California-based physician Ami Bera, the third Indian American to get elected to the United States House of Representatives, has termed India as an important strategic partner of the US.
"I traveled to India. India is the world's largest democracy and one of the world's largest economies. It is an important strategic partner to the US and the two countries have a history of collaboration on many regional and global issues," the Congressman-elect told The Wall Street Journal in an interview.
Bera asserted that New Delhi should continue with its strategic partnership with Washington and the country should remain a market destination for US goods and services.
On the state of affairs in his own country and the debate over outsourcing of jobs to countries like India, Bera said lawmakers in Congress must first focus on rebuilding America, restoring its economic foundation and sparking the development of industries and good jobs that are not easily outsourced.
"Next, we must strengthen our workforce, and eliminate tax loopholes that reward companies for sending jobs overseas. Most critically, we must revamp our trade strategy. We need trade rules that help facilitate moving American products into new markets, creating jobs here. If done correctly, strengthening our trade relationship with India will create jobs here in America," he said.
Bera is only the third Indian-American to have been elected to the US House of Representatives after Dalip Singh Saundh in 1950 and Bobby Jindal in 2005.

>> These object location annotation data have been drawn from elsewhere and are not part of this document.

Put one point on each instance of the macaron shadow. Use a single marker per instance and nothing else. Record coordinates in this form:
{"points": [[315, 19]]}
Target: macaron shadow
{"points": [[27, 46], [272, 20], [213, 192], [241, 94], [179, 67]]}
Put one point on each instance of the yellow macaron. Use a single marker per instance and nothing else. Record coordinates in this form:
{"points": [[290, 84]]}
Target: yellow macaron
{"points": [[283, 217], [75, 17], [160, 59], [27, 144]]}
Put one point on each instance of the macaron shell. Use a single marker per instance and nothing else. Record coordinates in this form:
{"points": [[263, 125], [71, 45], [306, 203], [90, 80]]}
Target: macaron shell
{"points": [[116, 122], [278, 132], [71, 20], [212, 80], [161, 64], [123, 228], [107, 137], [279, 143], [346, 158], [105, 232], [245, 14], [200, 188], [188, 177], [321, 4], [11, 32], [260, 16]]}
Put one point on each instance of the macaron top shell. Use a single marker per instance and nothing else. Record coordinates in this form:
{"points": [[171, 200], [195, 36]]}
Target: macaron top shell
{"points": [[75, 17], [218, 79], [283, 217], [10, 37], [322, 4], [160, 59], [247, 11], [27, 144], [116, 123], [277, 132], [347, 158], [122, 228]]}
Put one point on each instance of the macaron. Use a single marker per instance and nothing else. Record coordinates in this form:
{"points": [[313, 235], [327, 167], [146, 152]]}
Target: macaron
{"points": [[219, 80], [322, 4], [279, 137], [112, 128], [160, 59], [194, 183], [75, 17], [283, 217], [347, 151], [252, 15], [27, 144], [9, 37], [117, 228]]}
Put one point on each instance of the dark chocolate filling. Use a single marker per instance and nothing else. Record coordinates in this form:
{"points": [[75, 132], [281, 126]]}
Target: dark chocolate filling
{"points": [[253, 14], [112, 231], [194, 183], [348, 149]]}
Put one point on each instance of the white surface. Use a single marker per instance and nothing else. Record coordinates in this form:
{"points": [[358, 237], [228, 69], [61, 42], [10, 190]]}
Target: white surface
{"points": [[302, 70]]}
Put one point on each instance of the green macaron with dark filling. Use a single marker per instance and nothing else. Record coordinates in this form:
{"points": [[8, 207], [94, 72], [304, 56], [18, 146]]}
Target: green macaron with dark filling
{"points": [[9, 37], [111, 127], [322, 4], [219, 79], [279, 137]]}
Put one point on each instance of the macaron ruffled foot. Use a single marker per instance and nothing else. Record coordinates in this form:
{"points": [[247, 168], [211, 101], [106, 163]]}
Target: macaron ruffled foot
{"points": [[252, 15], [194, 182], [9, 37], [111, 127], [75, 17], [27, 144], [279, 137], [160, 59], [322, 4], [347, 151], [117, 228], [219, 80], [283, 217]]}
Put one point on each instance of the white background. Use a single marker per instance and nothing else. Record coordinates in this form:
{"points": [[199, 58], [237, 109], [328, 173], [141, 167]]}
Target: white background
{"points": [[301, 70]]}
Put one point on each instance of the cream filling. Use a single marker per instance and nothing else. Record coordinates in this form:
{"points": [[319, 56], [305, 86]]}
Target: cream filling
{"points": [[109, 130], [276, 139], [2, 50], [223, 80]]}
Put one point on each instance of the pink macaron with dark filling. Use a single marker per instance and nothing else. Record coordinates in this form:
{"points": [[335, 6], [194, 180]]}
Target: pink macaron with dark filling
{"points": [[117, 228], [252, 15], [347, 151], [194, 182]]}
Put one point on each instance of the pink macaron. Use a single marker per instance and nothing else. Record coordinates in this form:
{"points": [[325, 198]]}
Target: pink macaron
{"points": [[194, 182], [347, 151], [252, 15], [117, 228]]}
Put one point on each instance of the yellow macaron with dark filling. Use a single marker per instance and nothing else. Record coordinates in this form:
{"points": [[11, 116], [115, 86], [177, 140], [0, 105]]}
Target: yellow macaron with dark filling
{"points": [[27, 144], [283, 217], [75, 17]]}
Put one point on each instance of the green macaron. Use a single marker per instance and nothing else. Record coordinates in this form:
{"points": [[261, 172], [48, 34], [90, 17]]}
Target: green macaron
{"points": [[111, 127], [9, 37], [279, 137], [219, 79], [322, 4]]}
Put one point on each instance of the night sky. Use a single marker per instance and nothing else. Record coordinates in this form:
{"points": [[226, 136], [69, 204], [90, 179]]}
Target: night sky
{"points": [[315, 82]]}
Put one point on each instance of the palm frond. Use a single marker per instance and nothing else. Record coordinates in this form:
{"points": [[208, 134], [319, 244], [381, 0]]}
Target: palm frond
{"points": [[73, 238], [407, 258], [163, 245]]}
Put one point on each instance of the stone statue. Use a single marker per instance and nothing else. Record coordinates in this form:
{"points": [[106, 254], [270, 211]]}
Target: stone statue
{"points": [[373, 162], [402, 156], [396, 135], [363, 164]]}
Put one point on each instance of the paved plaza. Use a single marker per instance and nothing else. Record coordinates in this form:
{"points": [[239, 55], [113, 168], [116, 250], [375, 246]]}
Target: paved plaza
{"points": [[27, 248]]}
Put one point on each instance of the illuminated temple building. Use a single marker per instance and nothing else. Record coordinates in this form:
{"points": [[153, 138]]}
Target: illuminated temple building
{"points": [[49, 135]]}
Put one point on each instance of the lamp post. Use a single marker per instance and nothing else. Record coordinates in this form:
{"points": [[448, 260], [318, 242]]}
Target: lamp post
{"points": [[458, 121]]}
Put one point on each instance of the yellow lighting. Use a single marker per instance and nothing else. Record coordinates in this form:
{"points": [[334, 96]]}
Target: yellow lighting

Although the final results of the November 6 elections have not been officially declared yet, his Republican opponent Dan Lungren has already conceded his defeat.
As poll officials continued counting of provisional and absentee ballots, his lead by Monday had increased to 6,558.
He now has polled 51.25 per cent of the votes as against Lungren's 48.75 per cent.
Election officials decide to count the provision, postal and absentee ballots after his lead was less than 200 votes on the election night.
"It's a special privilege to be a part of the most diverse Congress ever elected. I think it's wonderful that the House of Representatives is going to look a little more like rest of the US, and I hope our campaign can serve as an inspiration for many more Indian-Americans and people of all backgrounds to get involved at all levels of government," he said.
Besides Bera, whose parents immigrated from India in the 1950s, five other Indian-Americans were in the race for a seat in the House of Representatives, but none of them could finally make it.
They were Ricky Gill and Jack Uppal from California, Syed Taj from Michigan, Manan Trivedi from Pennsylvania and Upendra Chivukula from New Jersey.
Except for Gill who represents the Republican Party, the other five candidates were from the Democratic Party.